Frammentazione: la parola che spaventa i mercati e fa salire lo spread

La poca chiarezza della BCE sullo scudo contro l'allargamento dello spread è motivo di preoccupazione sui mercati

Sul tonfo di venerdì di Piazza Affari, che è stata di gran lunga la peggiore borsa europea, e sulla salita dello spread, ai massimi da maggio 2020, hanno pesato la decisione della BCE di iniziare gli aumenti dei tassi di interesse a partire da luglio (con l’impegno a proseguire a settembre), ma soprattutto una retorica poco chiara di Francoforte, che ha deluso chi si aspettava l’annuncio di uno scudo contro l’allargamento dello spread dei paesi periferici come l’Italia.

Lo spettro che ha mandato KO i mercati è quello della frammentazione del mercato, espressione che descrive quella situazione in cui alcuni paesi subiscono un ampliamento significativo dei propri spread slegati dai fondamentali economici. Ciò si può verificare a causa del quadro istituzionale peculiare e forse incompleto dell’Eurozona, con 19 governi sovrani che hanno ciascuno la propria politica fiscale ma condividono una valuta e un’autorità monetaria.

Gli effetti sulla stabilità finanziaria

“La solvibilità non dovrebbe essere un grosso problema per i governi europei nei prossimi anni – ha scritto l’autorevole think thank europeo Bruegel in un’analisi sul tema – Tuttavia, permane il rischio di crisi di liquidità nei mercati del debito sovrano dell’area euro se la BCE non farà la sua parte per escludere cattivi equilibri che si autoavverano”.

Sebbene non sia ancora considerato uno scenario centrale in questa fase dato che gli spread sono ancora ben al di sotto dei picchi precedenti, il concretizzarsi del rischio frammentazione sarebbe devastante per l’area della moneta unica, perché la frammentazione finanziaria potrebbe minacciare la stabilità finanziaria e quindi mettere a repentaglio la stabilità dei prezzi e l’euro stesso.

Le parole di Lagarde

Sui mercati si sono osservate forti vendite sui bond periferici dell’eurozona, e segnatamente su quelli italiani, dopo che giovedì Francoforte si è mantenuta vaga circa caratteristiche e modalità di utilizzo del nuovo strumento che la banca centrale metterebbe in campo in caso di stress da parte dei mercati in un’ottica anti-frammentazione. “Dobbiamo essere sicuri che la politica monetaria sia tramessa all’intera eurozona.

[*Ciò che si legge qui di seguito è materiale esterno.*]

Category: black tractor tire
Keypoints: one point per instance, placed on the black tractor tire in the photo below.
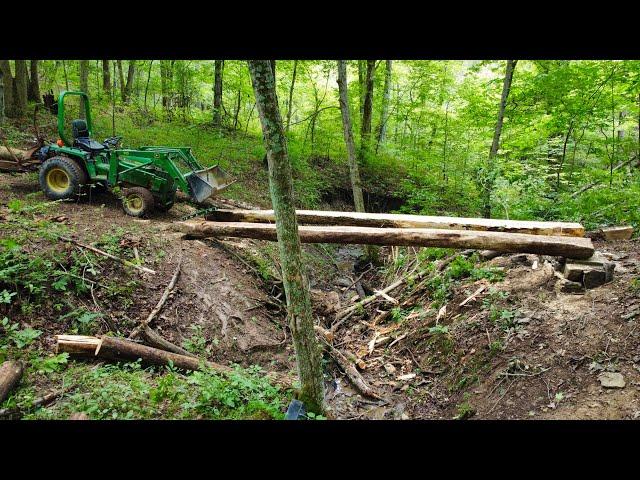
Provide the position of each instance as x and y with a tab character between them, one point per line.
62	178
137	201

Dobbiamo essere sicuri che non ci sia frammentazione. Abbiamo gli strumenti esistenti, ma se sarà necessario aggiusteremo gli strumenti esistenti o useremo nuovi strumenti”, ha detto giovedì la presidente della Banca centrale europea, Christine Lagarde, nella conferenza stampa post-meeting della BCE. “Non c’è uno specifico livello dei tassi o di spread che può far scattare la frammentazione”, ha aggiunto, glissando quando le sono stati chiesti dettagli dei nuovi strumenti.

La necessità di dettagli

La mancanza di chiarezza sui potenziali strumenti è stata evidenziata anche dagli analisti. “La fine del quantitative easing rappresenta una chiara minaccia alla stabilità finanziaria – ha commentato Nicolas Forest, global head of fixed income di Candriam – Lo spread italiano si è notevolmente allargato. Anche se i mercati stanno speculando su un quadro di controllo dello spread, non è stato ancora presentato alcuno strumento aggiuntivo. Il rischio di frammentazione del mercato è quindi significativo e non c’è dubbio che la BCE dovrebbe fornire dettagli su un potenziale nuovo strumento nei prossimi mesi”.